Plotting Stat Plots in the Data Manager

Stat Plots have no relation with the other plots available in the Data Manager, as they display statistical analysis.

You can choose between the following plots:

Plot

Description

ROC Curve (default)

It illustrates the performance of a binary classifier system as its discrimination threshold is varied. 

Lorenz Curve

It is a graphical representation of the Lorenz distribution, which is often associated with the distribution of wealth among the population, according to the Gini Index.

P-P Plot

It is a probability plot used to evaluate if a data set follows some specified distribution, plotting the two cumulative function against each other.

Q-Q Plot

It is a probability plot used to compare two probability distributions by plotting their quantiles against each other. I


Plot elements

When building a Stat Plot, you need to provide the required elements, which change according to the plot type.

Plot elements

Element

Mandatory

Constraints

X

Yes (all plots)

  • It cannot be a nominal attribute (all plots).

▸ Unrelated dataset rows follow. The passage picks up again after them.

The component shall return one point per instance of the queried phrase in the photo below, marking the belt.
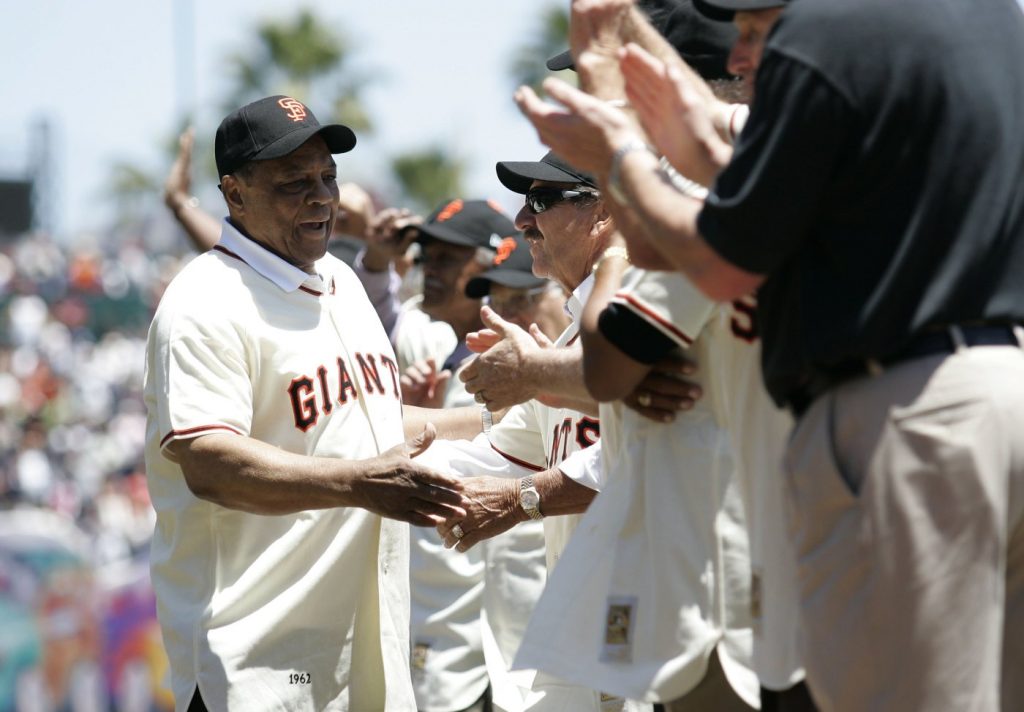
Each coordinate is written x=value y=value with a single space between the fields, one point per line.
x=932 y=342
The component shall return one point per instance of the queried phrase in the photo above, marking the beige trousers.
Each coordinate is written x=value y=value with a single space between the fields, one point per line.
x=906 y=502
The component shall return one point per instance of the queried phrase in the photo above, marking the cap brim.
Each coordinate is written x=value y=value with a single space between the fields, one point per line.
x=561 y=61
x=519 y=175
x=724 y=10
x=446 y=235
x=479 y=286
x=714 y=12
x=339 y=139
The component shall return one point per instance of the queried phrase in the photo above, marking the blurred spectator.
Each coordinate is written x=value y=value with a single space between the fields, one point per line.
x=76 y=608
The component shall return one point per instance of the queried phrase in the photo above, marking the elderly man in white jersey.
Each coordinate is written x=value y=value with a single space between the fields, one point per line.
x=274 y=447
x=539 y=455
x=757 y=425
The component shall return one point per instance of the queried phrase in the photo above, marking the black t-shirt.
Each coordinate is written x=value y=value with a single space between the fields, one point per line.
x=879 y=182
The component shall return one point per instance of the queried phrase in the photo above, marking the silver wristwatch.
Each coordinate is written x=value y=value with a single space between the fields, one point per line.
x=529 y=499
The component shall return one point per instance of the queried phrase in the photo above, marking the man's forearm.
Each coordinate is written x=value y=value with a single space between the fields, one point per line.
x=240 y=472
x=560 y=495
x=452 y=423
x=670 y=220
x=558 y=372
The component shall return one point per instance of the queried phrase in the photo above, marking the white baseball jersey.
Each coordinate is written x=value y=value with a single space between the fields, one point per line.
x=539 y=437
x=759 y=430
x=303 y=611
x=656 y=575
x=446 y=586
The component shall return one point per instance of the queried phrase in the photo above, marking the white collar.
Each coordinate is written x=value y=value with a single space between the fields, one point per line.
x=573 y=307
x=280 y=271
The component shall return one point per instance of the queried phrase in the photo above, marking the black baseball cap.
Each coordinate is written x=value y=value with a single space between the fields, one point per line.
x=468 y=222
x=723 y=10
x=518 y=175
x=512 y=266
x=272 y=127
x=702 y=44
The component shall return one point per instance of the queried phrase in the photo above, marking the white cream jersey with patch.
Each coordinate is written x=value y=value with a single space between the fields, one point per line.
x=759 y=430
x=656 y=574
x=304 y=611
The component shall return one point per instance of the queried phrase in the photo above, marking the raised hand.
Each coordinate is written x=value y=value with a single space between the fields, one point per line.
x=501 y=377
x=492 y=507
x=423 y=385
x=389 y=235
x=393 y=485
x=675 y=115
x=585 y=130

  • The Lorenz Curve supports only continuous and integer attributes.

Y

Yes (Q-Q Plots only)

It cannot be a nominal value.

TARGET

Yes (ROC Curve only)


Prerequisites

  • you must have created a flow;

  • you must have linked the Data Manager to the task which contains the data to work on.


Procedure

  1. In the Plots tab of the Data Manager, click on the plus button to add a new plot.

  2. Select the plot type and choose the Stat Plot. A ROC Curve is created by default.

  3. Switch the plot type by right-clicking onto the Stat Plot icon.

  4. Drag the required attributes onto the plot elements.

  5. If required, work on the attributes on the plot, for example to modify their values.

  6. Configure the plot options, if required, by right-clicking on the single plot elements' icons.

  7. Hover over the plot to view its details. The details change according to the plot type.

  8. Modify the display options, if required.

  9. Click on the wrench button to configure the overall layout settings.

  10. Save and compute the task.


X and Y guidelines

  • If you drag a second attribute on an axis of an existing plot, the first attribute is replaced by the new one;

  • If you drag a second attribute on an axis of an existing plot, holding down the CTRL button on your keyboard, you create another plot with the new attribute on the chosen axis.

  • If you drag a second attribute on an axis of an existing plot, holding down the SHIFT button on your keyboard, you add the second attribute to the same plot, so that one axis will contain two attributes.
    You can decide to separate the attributes onto two different plots, by right clicking on the attribute and selecting Detach. If you want to merge the two attributes again, right click on the second attribute and select Attach.


Example

The following example uses the customers dataset.

Description

Screenshot

Add a new plot, and choose the Stat Plot.

Drag the Number of operations last year attribute onto the X axis and the Job attribute onto the TARGET area.

Once the Number of operations last year attribute is dragged onto the X axis, the TARGET icon becomes red, as it is a mandatory parameter. Continue building the plot.

Switch between the Stat Plots available by right clicking onto the plot type icon and choosing the required plot in the drop down lists available, then click Apply.